We spoke his name into the open air so the whole park could carry it.

We asked everyone present to send blessing to his family, to speak grace over the people who loved him and now have to keep living without him. There is no joy we will ever hold that lets us forget why we fight.

And moving through all of it, were our comrades from Decarcerate KC, who build this Cookout alongside us every year. They are the only organization in this city whose explicit mission is to organize in the very tradition of abolition that freed our enslaved ancestors. When Kansas City set out to build three jails at once, it was Decarcerate KC who unearthed our memory and spoke the truth into the open, while our elected officials stayed entrenched in the same ideologies of enslavement and incarceration we have been fighting since the first of us was put in chains.

They refuse the lie that cages keep anyone safe. They know, the way our ancestors knew, that we keep us safe.

Decarcerate KC leader speaks to Black vendors | Photo by HeavyZay

Then came the moment of political education.

“On Juneteenth we celebrate those who have died, who have bled, who have built this country with their own body,” Melissa Ferrer Civil, Director of Political Education at The Kansas City Defender, told the crowd. The air went still. Hundreds of us leaned in, holding her every word like something we already knew somewhere deep in the body.

Melissa Ferrer Civil speaks during political education | Photo by HeavyZay

“Often we don’t know our own history. The Juneteenth that we celebrate is the day the news finally made it to Galveston, Texas, that the slaves were free. We know the government didn’t free us though. Who did?” she asked. And the answer came back not as a whisper but as a vow, the whole crowd rising into it as one voice, “WE DID!”

As with every KC Defender and Decarcerate KC gathering, as much as we hold joy and love and one another close, we know our work is never finished without the truth pressed into the center of it. Remembrance. Militancy. Revolutionary spirit.
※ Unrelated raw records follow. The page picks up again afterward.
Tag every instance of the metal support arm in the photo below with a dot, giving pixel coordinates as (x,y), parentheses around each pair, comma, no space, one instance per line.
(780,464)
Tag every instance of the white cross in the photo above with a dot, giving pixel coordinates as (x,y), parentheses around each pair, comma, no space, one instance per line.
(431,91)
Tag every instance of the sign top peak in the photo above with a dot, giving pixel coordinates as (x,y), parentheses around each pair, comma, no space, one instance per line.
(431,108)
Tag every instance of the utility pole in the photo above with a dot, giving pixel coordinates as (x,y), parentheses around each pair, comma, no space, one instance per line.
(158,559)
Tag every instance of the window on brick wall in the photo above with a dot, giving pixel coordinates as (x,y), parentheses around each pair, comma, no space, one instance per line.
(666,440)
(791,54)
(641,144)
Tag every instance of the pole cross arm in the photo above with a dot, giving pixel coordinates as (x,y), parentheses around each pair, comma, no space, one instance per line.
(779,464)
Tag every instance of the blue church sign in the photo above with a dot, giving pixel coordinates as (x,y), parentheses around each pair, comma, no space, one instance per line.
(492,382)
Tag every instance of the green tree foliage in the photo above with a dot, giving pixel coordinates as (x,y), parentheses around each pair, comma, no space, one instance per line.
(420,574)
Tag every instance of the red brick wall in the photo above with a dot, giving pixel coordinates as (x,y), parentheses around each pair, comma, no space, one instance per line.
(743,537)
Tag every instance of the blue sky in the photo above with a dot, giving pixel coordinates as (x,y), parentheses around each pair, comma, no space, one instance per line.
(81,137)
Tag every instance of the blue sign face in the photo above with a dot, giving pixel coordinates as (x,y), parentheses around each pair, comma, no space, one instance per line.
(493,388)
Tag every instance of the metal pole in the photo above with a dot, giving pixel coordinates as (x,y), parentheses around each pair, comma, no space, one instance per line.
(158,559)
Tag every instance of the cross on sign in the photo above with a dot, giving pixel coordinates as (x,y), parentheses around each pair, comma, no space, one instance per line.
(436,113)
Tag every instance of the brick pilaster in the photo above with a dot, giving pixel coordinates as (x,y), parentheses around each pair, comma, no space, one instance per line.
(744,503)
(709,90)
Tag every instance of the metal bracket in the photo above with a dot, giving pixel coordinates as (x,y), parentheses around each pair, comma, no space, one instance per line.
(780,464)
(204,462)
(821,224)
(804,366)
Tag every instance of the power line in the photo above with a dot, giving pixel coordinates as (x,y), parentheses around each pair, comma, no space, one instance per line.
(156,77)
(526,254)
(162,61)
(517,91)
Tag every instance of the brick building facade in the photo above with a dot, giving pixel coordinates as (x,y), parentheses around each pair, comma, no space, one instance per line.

The political education that turns a celebration into a reckoning.

That is what Melissa spoke into the space, and we carried it home in our chests.

And I thought again about that child at the gate. Somewhere behind him, generations back, was a child who never got a day like this. A child who was sold, or worked to death, or who ran. That child dreamed this park into being without ever seeing it. Every name we spoke, every pound of food, every shot that fell on that court, was a letter sent backward through time to say we made it, and we are still here, and we are still free, and we are still yours. That is what we handed him at the gate. The proof that the dream was not in vain.

So this is our prayer for him. May he never know a cage. May he grow tall in a city that fought to free him before he could even ask. May he learn the names we spoke today and add them to his own prayers. And may he live long enough to bring his own child to this park, on this holiday, and feel what we felt, which was the unmistakable presence of a people who refuse to die.